Formation à l'éco-construction en terre crue

Le dimanche 21 juin, nous avons pu participer à une formation découverte de l'éco-construction en terre crue avec l'association Chapeau & Botte.

La formation à durée toute la journée, nous avons rejoint la demeure d'Amélie, son mari Philippe et leurs deux enfants. Cette magnifique maison de 140 m² a été construite exclusivement avec des techniques utilisant de la terre et de la paille ! 🏡 Nous avons donc passé la journée avec cette famille et trois autres personnes curieuses de découvrir cette technique “originale” et pourtant ancestrale !

La maison

Avant de s'attaquer à la théorie et à la pratique (et après un bon café ou thé), Philippe nous a fait visiter cette magnifique maison. Construite sur le principe du chantier participatif (environ 200 personnes sont passées donner un petit ou gros coup de main.) Il a fallu 2 ans pour la terminer. Et le résultat est au rendez-vous ! Diverses techniques ont été utilisées un peu partout dans la maison, ce qui lui donne un style unique et permet à la fois de montrer le résultat des différentes utilisations que nous pourrions faire de la terre.

photo de la maison d'Amélie et Philippe

Maintenant un peu de technique, la maison est posée sur une fondation cyclopéenne (béton lié à la chaux) qui garantit à la maison une bonne stabilité et une certaine isolation aux radiations de radons. En guise de complément pour isoler la maison de l'humidité, il y a un lit de pierre appelé hérisson (mélange de cailloux et de graviers d'une vingtaine de centimètres) suivi d'une dalle en pierre sur lequel la maison est posée.

Afin de surélever les murs du sol, ils ont fait un soubassement avec des parpaings, ce qui évite à la terre des murs d'être grignoté par l'humidité des sols et de la pluie. Ensuite, pour la construction des murs, c'est la technique dite des “cellules sous tension” qui est utilisée. C'est un mélange entre une ossature bois et un mur porteur, c'est-à-dire qu'il y a une structure en bois entre lesquels sont positionnées de force des bottes de paille (de 60 cm de longueur et 40 cm de largeur et de hauteur). Ensuite, c'est la partie intéressante : la terre !

On vient ensuite enduire ces bottes de paille en trois phases :

Et voilà un beau mur en terre ! Cependant, si le mur extérieur est très exposé au vent et à la pluie, il est possible de réaliser un enduit à la chaux pour assurer son isolation et garantir qu'il ne s'érode pas. Quant aux murs intérieurs, ils sont réalisés avec la méthode du torchis expliquée plus tard dans cet article.

Pour les calculs de charpente, la famille à fait appel à un professionnel, en effet, c'est la partie la plus “technique” qui demande une connaissance et un maîtrise du sujet qui ne s'improvise pas. Sur le toit, il y a des tuiles, à l'intérieur de l'OSB4 (conglomérat de copeaux de bois) et de la paille pour isoler.

Vous pouvez respirer la partie technique est terminée 🤯 !

Une famille presque autonome ?

Oui ! Cette famille est quasiment autonome puisqu'ils ne sont ni reliés à l'eau, ni à l'électricité. Ils utilisent des panneaux photovoltaïques situés à environ 50 m de la maison pour générer leur électricité, ils ont fait appel à une entreprise pour les calculs du nombre de panneaux nécessaires et leurs installations.
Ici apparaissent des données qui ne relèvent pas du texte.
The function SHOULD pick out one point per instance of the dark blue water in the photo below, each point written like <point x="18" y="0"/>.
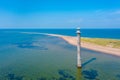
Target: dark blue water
<point x="40" y="57"/>
<point x="93" y="33"/>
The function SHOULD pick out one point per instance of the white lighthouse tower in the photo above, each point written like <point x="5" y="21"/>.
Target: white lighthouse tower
<point x="79" y="65"/>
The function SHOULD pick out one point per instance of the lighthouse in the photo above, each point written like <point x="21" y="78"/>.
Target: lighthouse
<point x="78" y="49"/>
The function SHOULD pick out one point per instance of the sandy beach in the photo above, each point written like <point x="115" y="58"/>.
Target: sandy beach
<point x="72" y="40"/>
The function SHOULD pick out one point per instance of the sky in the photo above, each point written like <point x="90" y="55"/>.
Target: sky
<point x="59" y="13"/>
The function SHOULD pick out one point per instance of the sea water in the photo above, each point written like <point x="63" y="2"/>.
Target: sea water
<point x="39" y="57"/>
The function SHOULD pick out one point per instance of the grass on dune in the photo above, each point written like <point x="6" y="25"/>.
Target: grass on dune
<point x="103" y="42"/>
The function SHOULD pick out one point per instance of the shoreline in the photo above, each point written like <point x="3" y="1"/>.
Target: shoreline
<point x="72" y="40"/>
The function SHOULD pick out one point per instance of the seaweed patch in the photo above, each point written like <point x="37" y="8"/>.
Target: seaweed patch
<point x="65" y="75"/>
<point x="14" y="77"/>
<point x="31" y="45"/>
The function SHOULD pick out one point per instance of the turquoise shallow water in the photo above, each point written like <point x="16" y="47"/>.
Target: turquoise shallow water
<point x="40" y="57"/>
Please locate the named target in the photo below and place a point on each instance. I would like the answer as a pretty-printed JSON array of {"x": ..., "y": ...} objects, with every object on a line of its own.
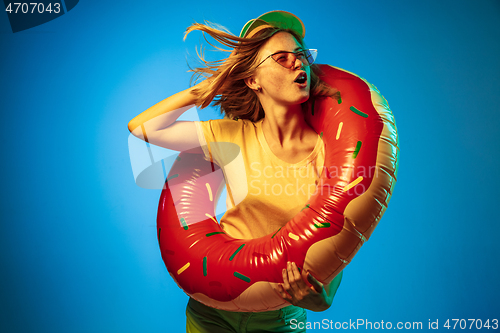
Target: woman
[{"x": 264, "y": 88}]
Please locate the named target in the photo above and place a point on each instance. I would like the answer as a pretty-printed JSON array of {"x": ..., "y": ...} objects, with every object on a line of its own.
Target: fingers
[
  {"x": 283, "y": 294},
  {"x": 317, "y": 286}
]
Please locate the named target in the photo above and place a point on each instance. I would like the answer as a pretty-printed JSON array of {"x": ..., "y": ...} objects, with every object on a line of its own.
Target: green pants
[{"x": 204, "y": 319}]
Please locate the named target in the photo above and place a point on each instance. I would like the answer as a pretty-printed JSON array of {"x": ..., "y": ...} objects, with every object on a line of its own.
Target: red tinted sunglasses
[{"x": 287, "y": 59}]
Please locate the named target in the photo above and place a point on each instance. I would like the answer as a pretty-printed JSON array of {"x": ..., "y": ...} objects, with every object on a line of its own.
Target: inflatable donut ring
[{"x": 356, "y": 184}]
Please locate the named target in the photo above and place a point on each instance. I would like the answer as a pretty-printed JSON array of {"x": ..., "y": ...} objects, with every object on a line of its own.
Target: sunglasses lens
[
  {"x": 287, "y": 59},
  {"x": 310, "y": 56}
]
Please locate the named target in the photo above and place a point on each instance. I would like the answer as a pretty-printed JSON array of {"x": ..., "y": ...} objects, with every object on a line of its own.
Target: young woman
[{"x": 263, "y": 87}]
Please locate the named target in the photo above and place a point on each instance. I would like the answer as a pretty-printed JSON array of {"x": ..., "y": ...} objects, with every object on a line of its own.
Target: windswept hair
[{"x": 227, "y": 87}]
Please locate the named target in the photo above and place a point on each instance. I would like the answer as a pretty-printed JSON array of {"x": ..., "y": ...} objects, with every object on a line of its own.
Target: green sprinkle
[
  {"x": 242, "y": 277},
  {"x": 214, "y": 233},
  {"x": 360, "y": 113},
  {"x": 172, "y": 177},
  {"x": 322, "y": 225},
  {"x": 235, "y": 252},
  {"x": 204, "y": 266},
  {"x": 356, "y": 151},
  {"x": 184, "y": 224},
  {"x": 276, "y": 232}
]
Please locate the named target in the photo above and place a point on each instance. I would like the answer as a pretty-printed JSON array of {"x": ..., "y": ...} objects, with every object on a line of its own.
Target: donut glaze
[{"x": 356, "y": 184}]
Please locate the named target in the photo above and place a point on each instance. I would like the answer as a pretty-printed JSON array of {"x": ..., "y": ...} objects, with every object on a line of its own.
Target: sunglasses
[{"x": 287, "y": 59}]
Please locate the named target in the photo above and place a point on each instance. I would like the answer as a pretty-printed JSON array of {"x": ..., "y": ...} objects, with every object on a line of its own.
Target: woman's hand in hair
[{"x": 303, "y": 290}]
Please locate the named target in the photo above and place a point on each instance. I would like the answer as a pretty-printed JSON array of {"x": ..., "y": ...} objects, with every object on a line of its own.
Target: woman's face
[{"x": 284, "y": 86}]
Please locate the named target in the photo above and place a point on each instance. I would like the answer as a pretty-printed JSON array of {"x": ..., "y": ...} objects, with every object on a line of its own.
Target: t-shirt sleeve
[{"x": 216, "y": 138}]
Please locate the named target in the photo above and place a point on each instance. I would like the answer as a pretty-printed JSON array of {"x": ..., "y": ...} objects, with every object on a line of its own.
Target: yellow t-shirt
[{"x": 264, "y": 192}]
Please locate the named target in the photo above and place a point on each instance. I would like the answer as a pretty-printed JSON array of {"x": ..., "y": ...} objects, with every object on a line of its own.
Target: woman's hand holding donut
[{"x": 302, "y": 289}]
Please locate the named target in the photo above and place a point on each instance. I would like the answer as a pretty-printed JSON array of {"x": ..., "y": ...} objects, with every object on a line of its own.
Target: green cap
[{"x": 277, "y": 18}]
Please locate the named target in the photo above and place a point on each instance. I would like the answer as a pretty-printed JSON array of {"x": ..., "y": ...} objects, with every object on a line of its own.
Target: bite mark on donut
[
  {"x": 353, "y": 183},
  {"x": 358, "y": 112},
  {"x": 183, "y": 268}
]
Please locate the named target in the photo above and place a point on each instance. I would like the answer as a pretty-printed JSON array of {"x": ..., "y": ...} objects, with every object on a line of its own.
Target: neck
[{"x": 284, "y": 124}]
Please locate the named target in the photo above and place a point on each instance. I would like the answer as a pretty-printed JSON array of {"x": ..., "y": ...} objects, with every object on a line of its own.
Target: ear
[{"x": 252, "y": 83}]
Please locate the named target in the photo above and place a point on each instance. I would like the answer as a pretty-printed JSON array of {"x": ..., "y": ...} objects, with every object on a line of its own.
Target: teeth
[{"x": 301, "y": 78}]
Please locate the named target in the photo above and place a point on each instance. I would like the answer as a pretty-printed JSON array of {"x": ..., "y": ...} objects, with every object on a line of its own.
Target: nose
[{"x": 298, "y": 64}]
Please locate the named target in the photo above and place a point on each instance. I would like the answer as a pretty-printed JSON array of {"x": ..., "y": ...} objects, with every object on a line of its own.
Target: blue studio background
[{"x": 78, "y": 245}]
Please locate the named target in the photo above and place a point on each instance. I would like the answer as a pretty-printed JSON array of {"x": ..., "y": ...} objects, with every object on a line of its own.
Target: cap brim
[{"x": 277, "y": 18}]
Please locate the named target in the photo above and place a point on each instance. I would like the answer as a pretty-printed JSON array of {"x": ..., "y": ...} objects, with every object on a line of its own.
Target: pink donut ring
[{"x": 356, "y": 184}]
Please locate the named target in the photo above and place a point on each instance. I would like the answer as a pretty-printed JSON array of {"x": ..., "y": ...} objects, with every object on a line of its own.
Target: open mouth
[{"x": 301, "y": 78}]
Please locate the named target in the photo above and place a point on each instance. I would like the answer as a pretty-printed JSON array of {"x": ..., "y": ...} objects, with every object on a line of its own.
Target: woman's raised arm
[{"x": 158, "y": 124}]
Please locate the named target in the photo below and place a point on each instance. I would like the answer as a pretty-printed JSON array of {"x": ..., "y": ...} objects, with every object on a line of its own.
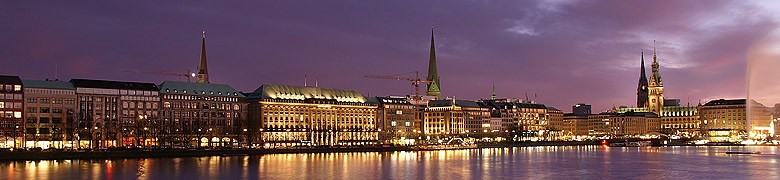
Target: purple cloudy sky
[{"x": 564, "y": 51}]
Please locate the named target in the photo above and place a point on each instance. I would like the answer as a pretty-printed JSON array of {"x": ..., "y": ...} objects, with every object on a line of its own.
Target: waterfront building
[
  {"x": 396, "y": 118},
  {"x": 116, "y": 113},
  {"x": 454, "y": 118},
  {"x": 642, "y": 91},
  {"x": 11, "y": 107},
  {"x": 434, "y": 86},
  {"x": 446, "y": 118},
  {"x": 598, "y": 124},
  {"x": 50, "y": 108},
  {"x": 201, "y": 114},
  {"x": 634, "y": 123},
  {"x": 656, "y": 87},
  {"x": 532, "y": 120},
  {"x": 581, "y": 109},
  {"x": 724, "y": 120},
  {"x": 555, "y": 123},
  {"x": 680, "y": 120},
  {"x": 575, "y": 126},
  {"x": 310, "y": 116}
]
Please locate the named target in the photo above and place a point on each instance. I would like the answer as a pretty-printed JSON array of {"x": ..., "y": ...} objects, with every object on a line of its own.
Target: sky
[{"x": 559, "y": 52}]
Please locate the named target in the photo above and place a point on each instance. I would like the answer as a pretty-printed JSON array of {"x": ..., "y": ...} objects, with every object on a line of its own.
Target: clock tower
[
  {"x": 656, "y": 87},
  {"x": 641, "y": 89}
]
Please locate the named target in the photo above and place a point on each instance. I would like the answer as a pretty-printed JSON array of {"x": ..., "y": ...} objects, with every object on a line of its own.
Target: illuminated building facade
[
  {"x": 447, "y": 118},
  {"x": 202, "y": 114},
  {"x": 724, "y": 120},
  {"x": 310, "y": 116},
  {"x": 396, "y": 120},
  {"x": 598, "y": 124},
  {"x": 634, "y": 123},
  {"x": 49, "y": 114},
  {"x": 11, "y": 107},
  {"x": 575, "y": 125},
  {"x": 656, "y": 87},
  {"x": 116, "y": 113}
]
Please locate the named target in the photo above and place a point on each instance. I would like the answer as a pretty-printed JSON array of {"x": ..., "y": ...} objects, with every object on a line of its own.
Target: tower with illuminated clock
[
  {"x": 641, "y": 89},
  {"x": 655, "y": 88}
]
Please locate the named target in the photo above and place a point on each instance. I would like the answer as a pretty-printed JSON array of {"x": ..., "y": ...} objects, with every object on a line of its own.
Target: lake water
[{"x": 574, "y": 162}]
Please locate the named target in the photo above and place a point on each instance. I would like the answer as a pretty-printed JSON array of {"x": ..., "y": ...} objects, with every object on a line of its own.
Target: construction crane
[
  {"x": 189, "y": 74},
  {"x": 416, "y": 81}
]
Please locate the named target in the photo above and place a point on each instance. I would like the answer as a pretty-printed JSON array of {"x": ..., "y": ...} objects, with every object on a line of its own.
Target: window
[{"x": 44, "y": 120}]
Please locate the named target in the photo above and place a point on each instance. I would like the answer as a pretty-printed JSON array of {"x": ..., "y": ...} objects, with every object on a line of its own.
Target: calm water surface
[{"x": 584, "y": 162}]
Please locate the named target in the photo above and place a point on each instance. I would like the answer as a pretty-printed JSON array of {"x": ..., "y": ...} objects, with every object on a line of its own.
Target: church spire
[
  {"x": 641, "y": 89},
  {"x": 203, "y": 71},
  {"x": 493, "y": 97},
  {"x": 434, "y": 88},
  {"x": 655, "y": 78}
]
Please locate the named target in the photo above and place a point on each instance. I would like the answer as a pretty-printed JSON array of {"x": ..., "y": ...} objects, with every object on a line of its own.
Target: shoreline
[{"x": 171, "y": 153}]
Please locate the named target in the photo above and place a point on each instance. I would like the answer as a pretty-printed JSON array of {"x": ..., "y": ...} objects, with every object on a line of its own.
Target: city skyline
[{"x": 523, "y": 48}]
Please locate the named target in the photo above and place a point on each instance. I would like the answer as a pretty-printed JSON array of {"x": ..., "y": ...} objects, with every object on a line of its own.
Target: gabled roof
[
  {"x": 461, "y": 103},
  {"x": 272, "y": 91},
  {"x": 14, "y": 80},
  {"x": 725, "y": 102},
  {"x": 389, "y": 100},
  {"x": 48, "y": 84},
  {"x": 105, "y": 84},
  {"x": 203, "y": 89}
]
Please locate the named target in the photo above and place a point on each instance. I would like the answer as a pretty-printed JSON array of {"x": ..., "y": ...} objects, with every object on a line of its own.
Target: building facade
[
  {"x": 50, "y": 108},
  {"x": 11, "y": 108},
  {"x": 284, "y": 116},
  {"x": 116, "y": 113},
  {"x": 202, "y": 114},
  {"x": 396, "y": 118},
  {"x": 656, "y": 87},
  {"x": 724, "y": 120}
]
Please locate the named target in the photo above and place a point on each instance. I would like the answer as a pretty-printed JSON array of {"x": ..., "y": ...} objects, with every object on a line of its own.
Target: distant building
[
  {"x": 724, "y": 120},
  {"x": 116, "y": 113},
  {"x": 447, "y": 118},
  {"x": 11, "y": 107},
  {"x": 634, "y": 123},
  {"x": 396, "y": 120},
  {"x": 575, "y": 125},
  {"x": 581, "y": 109},
  {"x": 202, "y": 114},
  {"x": 50, "y": 108},
  {"x": 309, "y": 116},
  {"x": 656, "y": 87},
  {"x": 434, "y": 86}
]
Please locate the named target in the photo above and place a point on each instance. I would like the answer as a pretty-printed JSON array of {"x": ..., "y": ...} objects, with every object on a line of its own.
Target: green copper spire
[
  {"x": 434, "y": 88},
  {"x": 203, "y": 70}
]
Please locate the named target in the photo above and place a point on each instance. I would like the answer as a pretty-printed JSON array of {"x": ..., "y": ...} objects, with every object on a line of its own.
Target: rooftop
[
  {"x": 272, "y": 91},
  {"x": 104, "y": 84},
  {"x": 193, "y": 88},
  {"x": 48, "y": 84},
  {"x": 4, "y": 79}
]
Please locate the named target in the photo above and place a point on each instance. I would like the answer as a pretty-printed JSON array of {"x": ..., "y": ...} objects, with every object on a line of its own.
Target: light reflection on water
[{"x": 573, "y": 162}]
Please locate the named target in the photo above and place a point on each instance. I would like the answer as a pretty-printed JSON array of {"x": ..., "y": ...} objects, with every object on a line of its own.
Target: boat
[
  {"x": 743, "y": 152},
  {"x": 631, "y": 144}
]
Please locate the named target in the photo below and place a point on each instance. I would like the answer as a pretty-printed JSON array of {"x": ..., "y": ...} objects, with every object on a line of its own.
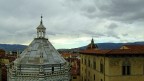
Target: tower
[
  {"x": 40, "y": 61},
  {"x": 41, "y": 30}
]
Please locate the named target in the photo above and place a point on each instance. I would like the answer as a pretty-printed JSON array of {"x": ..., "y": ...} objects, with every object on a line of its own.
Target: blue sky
[{"x": 72, "y": 23}]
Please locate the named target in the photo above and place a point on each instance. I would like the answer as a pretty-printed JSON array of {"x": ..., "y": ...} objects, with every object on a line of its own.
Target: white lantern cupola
[{"x": 41, "y": 30}]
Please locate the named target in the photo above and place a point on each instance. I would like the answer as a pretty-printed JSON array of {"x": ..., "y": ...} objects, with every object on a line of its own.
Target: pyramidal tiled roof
[{"x": 40, "y": 51}]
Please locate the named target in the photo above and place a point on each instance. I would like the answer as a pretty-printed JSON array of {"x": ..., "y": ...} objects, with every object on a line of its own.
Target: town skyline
[{"x": 72, "y": 23}]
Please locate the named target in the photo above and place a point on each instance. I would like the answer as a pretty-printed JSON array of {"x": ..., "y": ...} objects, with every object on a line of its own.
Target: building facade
[
  {"x": 112, "y": 65},
  {"x": 40, "y": 61}
]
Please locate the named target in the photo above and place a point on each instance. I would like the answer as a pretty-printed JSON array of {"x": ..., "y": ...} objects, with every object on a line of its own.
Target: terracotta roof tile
[{"x": 134, "y": 46}]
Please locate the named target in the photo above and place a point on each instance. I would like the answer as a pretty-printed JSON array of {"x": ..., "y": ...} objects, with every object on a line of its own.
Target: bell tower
[{"x": 41, "y": 30}]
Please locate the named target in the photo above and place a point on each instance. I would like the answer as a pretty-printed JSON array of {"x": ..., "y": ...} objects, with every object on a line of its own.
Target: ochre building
[{"x": 124, "y": 64}]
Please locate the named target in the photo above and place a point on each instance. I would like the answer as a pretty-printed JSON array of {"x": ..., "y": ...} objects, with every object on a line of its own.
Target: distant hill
[
  {"x": 15, "y": 47},
  {"x": 113, "y": 45},
  {"x": 103, "y": 46},
  {"x": 12, "y": 47}
]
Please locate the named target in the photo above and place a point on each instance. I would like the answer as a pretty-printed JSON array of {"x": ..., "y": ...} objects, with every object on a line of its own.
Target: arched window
[{"x": 126, "y": 68}]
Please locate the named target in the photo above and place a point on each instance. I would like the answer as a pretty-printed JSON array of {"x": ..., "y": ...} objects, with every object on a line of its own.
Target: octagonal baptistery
[{"x": 40, "y": 61}]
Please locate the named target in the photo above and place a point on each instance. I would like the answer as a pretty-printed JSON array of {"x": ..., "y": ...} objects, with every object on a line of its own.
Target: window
[
  {"x": 126, "y": 68},
  {"x": 82, "y": 60},
  {"x": 89, "y": 63},
  {"x": 94, "y": 77},
  {"x": 101, "y": 66},
  {"x": 94, "y": 65}
]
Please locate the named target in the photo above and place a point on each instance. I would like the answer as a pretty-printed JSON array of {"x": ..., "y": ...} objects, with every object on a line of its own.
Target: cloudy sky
[{"x": 72, "y": 23}]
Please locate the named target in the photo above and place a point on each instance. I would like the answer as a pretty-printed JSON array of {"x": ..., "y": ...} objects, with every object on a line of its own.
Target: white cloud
[{"x": 72, "y": 23}]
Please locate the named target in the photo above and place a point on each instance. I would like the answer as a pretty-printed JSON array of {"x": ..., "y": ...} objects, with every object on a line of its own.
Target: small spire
[{"x": 41, "y": 19}]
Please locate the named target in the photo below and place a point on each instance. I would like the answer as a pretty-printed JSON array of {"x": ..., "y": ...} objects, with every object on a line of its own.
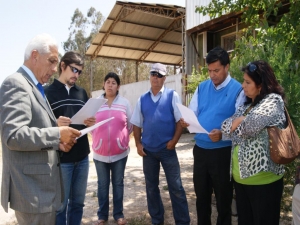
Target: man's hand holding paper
[{"x": 190, "y": 120}]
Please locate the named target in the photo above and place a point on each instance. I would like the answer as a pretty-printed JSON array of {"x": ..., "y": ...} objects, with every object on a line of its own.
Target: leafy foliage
[{"x": 279, "y": 45}]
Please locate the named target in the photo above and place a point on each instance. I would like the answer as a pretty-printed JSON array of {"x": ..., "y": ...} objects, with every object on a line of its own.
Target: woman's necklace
[{"x": 247, "y": 110}]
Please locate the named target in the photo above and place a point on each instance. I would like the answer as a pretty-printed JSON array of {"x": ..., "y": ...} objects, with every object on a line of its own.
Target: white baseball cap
[{"x": 160, "y": 68}]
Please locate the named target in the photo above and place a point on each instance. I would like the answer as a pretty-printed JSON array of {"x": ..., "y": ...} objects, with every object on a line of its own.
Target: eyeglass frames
[
  {"x": 156, "y": 74},
  {"x": 75, "y": 70}
]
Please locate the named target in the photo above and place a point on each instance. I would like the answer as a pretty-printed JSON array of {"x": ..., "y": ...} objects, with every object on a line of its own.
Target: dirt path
[{"x": 135, "y": 205}]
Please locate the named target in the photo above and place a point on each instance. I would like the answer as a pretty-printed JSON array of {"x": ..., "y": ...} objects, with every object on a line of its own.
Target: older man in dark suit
[{"x": 31, "y": 180}]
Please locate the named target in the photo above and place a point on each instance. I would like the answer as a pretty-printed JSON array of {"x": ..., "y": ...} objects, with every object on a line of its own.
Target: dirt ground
[{"x": 135, "y": 204}]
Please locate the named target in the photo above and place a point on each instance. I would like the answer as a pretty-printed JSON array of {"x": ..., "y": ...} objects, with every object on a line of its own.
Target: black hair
[
  {"x": 263, "y": 76},
  {"x": 218, "y": 54},
  {"x": 69, "y": 58}
]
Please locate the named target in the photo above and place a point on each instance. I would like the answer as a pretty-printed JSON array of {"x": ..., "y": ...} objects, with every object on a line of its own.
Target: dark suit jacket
[{"x": 31, "y": 178}]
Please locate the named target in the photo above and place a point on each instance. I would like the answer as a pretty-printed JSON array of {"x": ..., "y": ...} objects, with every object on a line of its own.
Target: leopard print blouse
[{"x": 252, "y": 137}]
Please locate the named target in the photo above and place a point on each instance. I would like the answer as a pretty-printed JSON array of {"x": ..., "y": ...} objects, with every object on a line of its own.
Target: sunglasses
[
  {"x": 75, "y": 70},
  {"x": 156, "y": 74},
  {"x": 251, "y": 67}
]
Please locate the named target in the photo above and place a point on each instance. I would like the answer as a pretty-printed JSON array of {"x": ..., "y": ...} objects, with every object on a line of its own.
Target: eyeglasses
[
  {"x": 52, "y": 61},
  {"x": 251, "y": 67},
  {"x": 156, "y": 74},
  {"x": 75, "y": 70}
]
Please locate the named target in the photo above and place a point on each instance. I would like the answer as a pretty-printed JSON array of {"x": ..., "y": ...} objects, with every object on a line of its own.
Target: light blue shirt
[
  {"x": 239, "y": 100},
  {"x": 137, "y": 117},
  {"x": 30, "y": 73}
]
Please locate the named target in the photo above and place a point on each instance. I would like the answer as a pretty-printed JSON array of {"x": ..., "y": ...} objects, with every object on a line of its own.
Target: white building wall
[
  {"x": 134, "y": 90},
  {"x": 193, "y": 18}
]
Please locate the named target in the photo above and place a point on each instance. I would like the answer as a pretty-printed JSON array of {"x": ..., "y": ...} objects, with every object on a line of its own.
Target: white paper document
[
  {"x": 88, "y": 110},
  {"x": 88, "y": 129},
  {"x": 189, "y": 117}
]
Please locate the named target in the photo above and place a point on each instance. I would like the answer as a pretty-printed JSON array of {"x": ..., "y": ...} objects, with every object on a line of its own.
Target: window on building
[{"x": 228, "y": 42}]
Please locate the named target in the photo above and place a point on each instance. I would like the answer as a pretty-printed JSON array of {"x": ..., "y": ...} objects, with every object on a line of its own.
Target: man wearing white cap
[{"x": 157, "y": 115}]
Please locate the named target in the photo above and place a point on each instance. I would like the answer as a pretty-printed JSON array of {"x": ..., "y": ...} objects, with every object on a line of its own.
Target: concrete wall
[{"x": 134, "y": 90}]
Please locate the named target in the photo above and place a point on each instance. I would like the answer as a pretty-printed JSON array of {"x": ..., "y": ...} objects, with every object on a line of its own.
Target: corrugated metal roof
[{"x": 142, "y": 32}]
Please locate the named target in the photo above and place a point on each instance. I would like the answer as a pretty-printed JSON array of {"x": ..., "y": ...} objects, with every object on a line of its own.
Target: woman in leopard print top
[{"x": 257, "y": 179}]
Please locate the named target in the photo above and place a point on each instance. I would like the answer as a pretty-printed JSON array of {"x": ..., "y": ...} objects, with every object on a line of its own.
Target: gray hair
[{"x": 41, "y": 43}]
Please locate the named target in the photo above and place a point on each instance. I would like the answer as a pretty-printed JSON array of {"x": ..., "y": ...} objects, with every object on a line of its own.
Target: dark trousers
[
  {"x": 258, "y": 204},
  {"x": 212, "y": 174}
]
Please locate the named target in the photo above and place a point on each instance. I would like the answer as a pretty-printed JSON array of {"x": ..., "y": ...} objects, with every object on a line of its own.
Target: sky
[{"x": 21, "y": 20}]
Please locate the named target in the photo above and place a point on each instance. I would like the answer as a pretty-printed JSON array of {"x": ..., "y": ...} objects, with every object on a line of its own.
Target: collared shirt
[
  {"x": 239, "y": 100},
  {"x": 30, "y": 73},
  {"x": 137, "y": 117}
]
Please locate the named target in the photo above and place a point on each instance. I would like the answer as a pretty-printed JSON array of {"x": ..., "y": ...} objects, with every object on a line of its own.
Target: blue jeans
[
  {"x": 74, "y": 177},
  {"x": 151, "y": 166},
  {"x": 117, "y": 176}
]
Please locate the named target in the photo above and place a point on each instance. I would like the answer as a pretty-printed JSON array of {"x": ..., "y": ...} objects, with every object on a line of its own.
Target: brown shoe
[
  {"x": 100, "y": 222},
  {"x": 121, "y": 221}
]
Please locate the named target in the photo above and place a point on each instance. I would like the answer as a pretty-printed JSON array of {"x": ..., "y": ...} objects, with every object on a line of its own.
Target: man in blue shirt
[
  {"x": 214, "y": 101},
  {"x": 157, "y": 114}
]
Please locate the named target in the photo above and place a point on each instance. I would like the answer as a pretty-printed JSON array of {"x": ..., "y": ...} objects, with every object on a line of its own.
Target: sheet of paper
[
  {"x": 189, "y": 117},
  {"x": 88, "y": 129},
  {"x": 88, "y": 110}
]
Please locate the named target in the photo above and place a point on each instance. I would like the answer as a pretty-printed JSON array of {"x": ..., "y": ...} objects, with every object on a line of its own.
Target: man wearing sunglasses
[
  {"x": 214, "y": 101},
  {"x": 66, "y": 99},
  {"x": 156, "y": 113},
  {"x": 31, "y": 177}
]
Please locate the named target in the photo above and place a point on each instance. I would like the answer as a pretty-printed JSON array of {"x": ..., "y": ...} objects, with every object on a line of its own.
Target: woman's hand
[
  {"x": 90, "y": 121},
  {"x": 236, "y": 122},
  {"x": 215, "y": 135}
]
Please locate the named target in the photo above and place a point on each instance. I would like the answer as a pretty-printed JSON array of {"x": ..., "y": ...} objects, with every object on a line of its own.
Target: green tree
[{"x": 279, "y": 45}]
Quant à l'eau, ils ont deux sources : l'eau de pluie qu'ils utilisent pour se laver, arroser les plantes et toutes autres utilisations où ils ne la consomment pas (ils ont des réservoirs de 8 000 L ce qui fait peu pour une famille de 4, ils aimeraient multiplier ce stockage par 2). Pour s'hydrater, c'est l'eau d'une source qui passe sur leurs terrains qui est récupérée et filtrée à deux reprises, avant d'être propre à la consommation. Pour chauffer l'eau, ils utilisent un chauffe-eau au gaz qui chauffe l'eau en direct afin d'éviter la perte de chaleur d'une eau déjà chauffée qu'ils n'utiliseraient pas immédiatement.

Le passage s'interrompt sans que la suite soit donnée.